2013-07-10 02:06:45

by Rob Landley

[permalink] [raw]
Subject: [RESEND] The initmpfs patches.

Attached, so you don't have to fish them out of:

http://lkml.indiana.edu/hypermail/linux/kernel/1306.3/04204.html

Do they look worth applying, or should I wash it through linux-next for
a bit? (Which I'm not sure how to do if I don't host a git tree on a
server, or I'd have done it already.)

There was a previous post with a patch demonstrating the basic concept
a while ago (https://lwn.net/Articles/545740/). This is the cleaned up,
broken up, tested in as many ways as I could think of, does not have
section mismatches, allows you to disable it at runtime, passes
checkpatch.pl version. Still applies to a git pull from 3 minutes ago
(two patches have offsets, but no fuzz).

Thanks,

Rob


Attachments:
(No filename) (713.00 B)
00.patch (1.18 kB)
01.patch (1.10 kB)
02.patch (1.75 kB)
03.patch (4.62 kB)
04.patch (1.99 kB)
05.patch (1.67 kB)
Download all attachments

2013-07-15 21:01:37

by Andrew Morton

[permalink] [raw]
Subject: Re: [RESEND] The initmpfs patches.

On Tue, 09 Jul 2013 21:06:39 -0500 Rob Landley <[email protected]> wrote:

> Attached, so you don't have to fish them out of:
>
> http://lkml.indiana.edu/hypermail/linux/kernel/1306.3/04204.html

Too hard. Especially when I want to reply to a patch. Please resend
as a patch series in the time-honoured fashion?

> --- a/fs/ramfs/inode.c
> +++ b/fs/ramfs/inode.c
> @@ -247,7 +247,14 @@ struct dentry *ramfs_mount(struct file_system_type *fs_type,
> static struct dentry *rootfs_mount(struct file_system_type *fs_type,
> int flags, const char *dev_name, void *data)
> {
> - return mount_nodev(fs_type, flags|MS_NOUSER, data, ramfs_fill_super);
> + static int once;
> +
> + if (once)
> + return ERR_PTR(-ENODEV);
> + else
> + once++;
> +
> + return mount_nodev(fs_type, flags, data, ramfs_fill_super);
> }

The patches do this in a couple of places. The treatment of `once' is
obviously racy. Probably it is unlikely to matter in these contexts,
but it does set a poor example. And it's so trivially fixed with, for
example, test_and_set_bit() that I do think it's worth that change.

2013-07-16 04:07:08

by Rob Landley

[permalink] [raw]
Subject: Re: [RESEND] The initmpfs patches.

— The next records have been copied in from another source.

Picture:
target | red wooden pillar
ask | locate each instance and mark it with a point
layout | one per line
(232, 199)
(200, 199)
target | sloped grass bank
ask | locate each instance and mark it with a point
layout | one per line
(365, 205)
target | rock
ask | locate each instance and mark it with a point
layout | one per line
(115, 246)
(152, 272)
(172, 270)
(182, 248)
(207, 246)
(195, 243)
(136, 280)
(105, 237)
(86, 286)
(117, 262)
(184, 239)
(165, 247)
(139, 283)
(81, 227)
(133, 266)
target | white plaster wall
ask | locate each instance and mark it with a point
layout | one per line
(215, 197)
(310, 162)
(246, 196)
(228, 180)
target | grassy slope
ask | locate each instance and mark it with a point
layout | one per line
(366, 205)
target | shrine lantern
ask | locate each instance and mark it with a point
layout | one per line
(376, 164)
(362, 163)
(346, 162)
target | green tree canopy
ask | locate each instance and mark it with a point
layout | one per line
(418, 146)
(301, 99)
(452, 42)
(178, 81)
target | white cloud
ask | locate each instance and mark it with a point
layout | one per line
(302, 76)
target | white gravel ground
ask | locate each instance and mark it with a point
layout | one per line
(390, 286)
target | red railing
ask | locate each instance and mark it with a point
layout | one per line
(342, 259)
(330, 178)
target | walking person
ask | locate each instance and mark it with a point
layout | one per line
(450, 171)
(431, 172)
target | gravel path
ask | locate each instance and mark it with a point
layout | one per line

On 07/15/2013 04:01:35 PM, Andrew Morton wrote:
> On Tue, 09 Jul 2013 21:06:39 -0500 Rob Landley <[email protected]>
> wrote:
>
> > Attached, so you don't have to fish them out of:
> >
> > http://lkml.indiana.edu/hypermail/linux/kernel/1306.3/04204.html
>
> Too hard. Especially when I want to reply to a patch. Please resend
> as a patch series in the time-honoured fashion?

Ok.

(Balsa is such an incompetent email client I wrote a python script to
do this via raw smtp, and I'm always convinced it's going to screw up
the send. But I think I've got it debugged now...)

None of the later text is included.